'Playing God' traces the history of Catholic conservatism gone extreme May 19, 2023 Part I
A disturbing symbiosis exists between the disruptive, norm-trashing far right in our national politics and a similar force that has become prominent within the Catholic hierarchy in the United States.
The relationship is alarming, given the established wisdom of church-state separation, but hardly surprising.
As Mary Jo McConahay illustrates in Playing God: American Catholic Bishops and The Far Right, the two entities have become, over decades, increasingly dependent on and subservient to each other in a mutual pursuit of cultural influence.

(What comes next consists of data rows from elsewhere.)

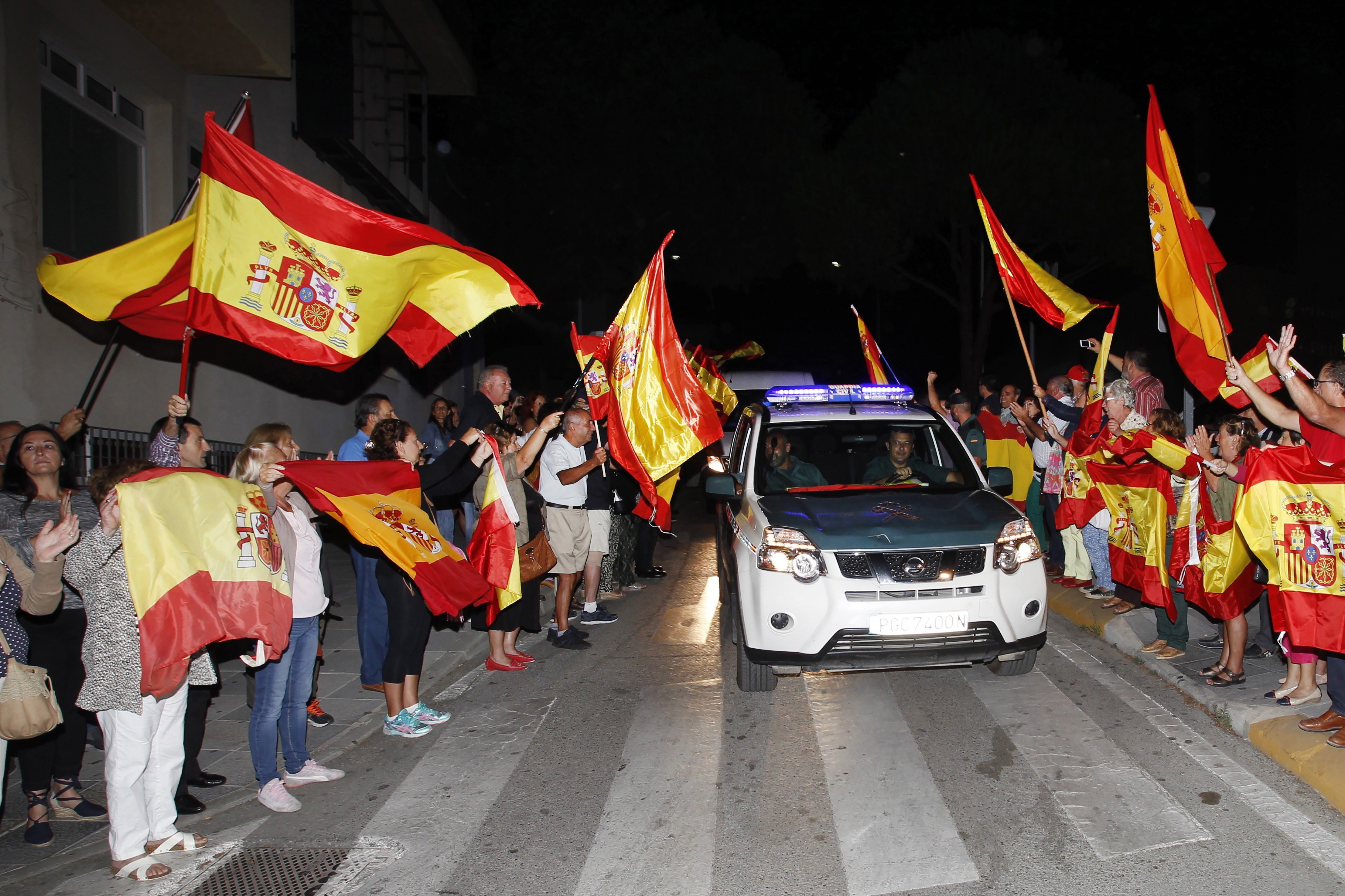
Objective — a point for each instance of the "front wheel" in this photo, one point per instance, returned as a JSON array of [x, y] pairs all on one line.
[[1020, 667], [753, 676]]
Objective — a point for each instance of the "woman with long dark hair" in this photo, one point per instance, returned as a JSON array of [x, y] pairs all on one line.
[[38, 488]]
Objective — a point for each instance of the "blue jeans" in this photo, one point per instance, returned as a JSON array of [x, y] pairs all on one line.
[[372, 616], [280, 703]]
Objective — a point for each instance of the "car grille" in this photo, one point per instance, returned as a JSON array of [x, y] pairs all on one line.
[[911, 566], [860, 641]]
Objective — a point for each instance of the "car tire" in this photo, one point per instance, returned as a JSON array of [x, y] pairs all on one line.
[[1019, 667], [753, 676]]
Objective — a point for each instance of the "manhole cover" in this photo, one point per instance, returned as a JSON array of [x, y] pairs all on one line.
[[270, 871]]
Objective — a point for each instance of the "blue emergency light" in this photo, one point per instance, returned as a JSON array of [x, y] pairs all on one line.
[[852, 393]]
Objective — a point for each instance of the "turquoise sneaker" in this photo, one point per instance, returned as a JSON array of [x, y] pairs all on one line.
[[404, 725], [428, 717]]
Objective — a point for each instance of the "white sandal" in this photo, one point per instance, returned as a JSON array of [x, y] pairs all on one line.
[[185, 840], [138, 870]]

Neither the political nor religious — in this case Catholic — right has gained its impressively disruptive power overnight. The evolution has occurred over decades.
Scholars and journalists have established in detail the arc of development in the political realm.
Such works as Democracy in Chains: The Deep History of the Radical Right's Stealth Plan for America by Duke University historian Nancy MacLean; How Democracies Die by Steven Levitsky and Daniel Ziblatt, both professors of government at Harvard University;
Dark Money: The Hidden History of the Billionaires Behind the Rise of the Radical Right by investigative reporter Jane Mayer; and, earlier,
Our Divided Political Heart: The Battle for the American Idea in an Age of Discontent by Washington Post columnist E.J. Dionne Jr., are several that come immediately to mind.
McConahay has provided an ecclesial and episcopal version of that same history, showing the development of a brand of Catholic conservatism gone extreme. It is a corner of the U.S. Catholic community deeply aligned with and influenced by wealth.
As such, it is willing to sideline the bulk of the Catholic social justice tradition in favor of a few "hot-button" issues that have distorted our national political discourse for decades.
Playing God is an important book, especially valuable in the detailed research guiding McConahay as she connects the dots along history's trail.
Unlike the inanities of conspiracy theories that have infected both our political and religious cultures, McConahay finds abundant evidence in the words, writings and associations of bishops and influential Catholics to make a convincing and compelling case.
The author is no stranger to the demands of the craft. A distinguished Catholic journalist, she initially established her reputation under far more difficult circumstances, reporting on the insurrections in Central America.
She knows the church well and has chronicled the institution at its best and worst.
What she documents in Playing God is a church embarrassingly malleable to those prevailing cultural and political forces, often destructive of healthy democracy, that have taken shape through movements and institutions larded with Catholics on the far right of the political and ecclesial spectrums.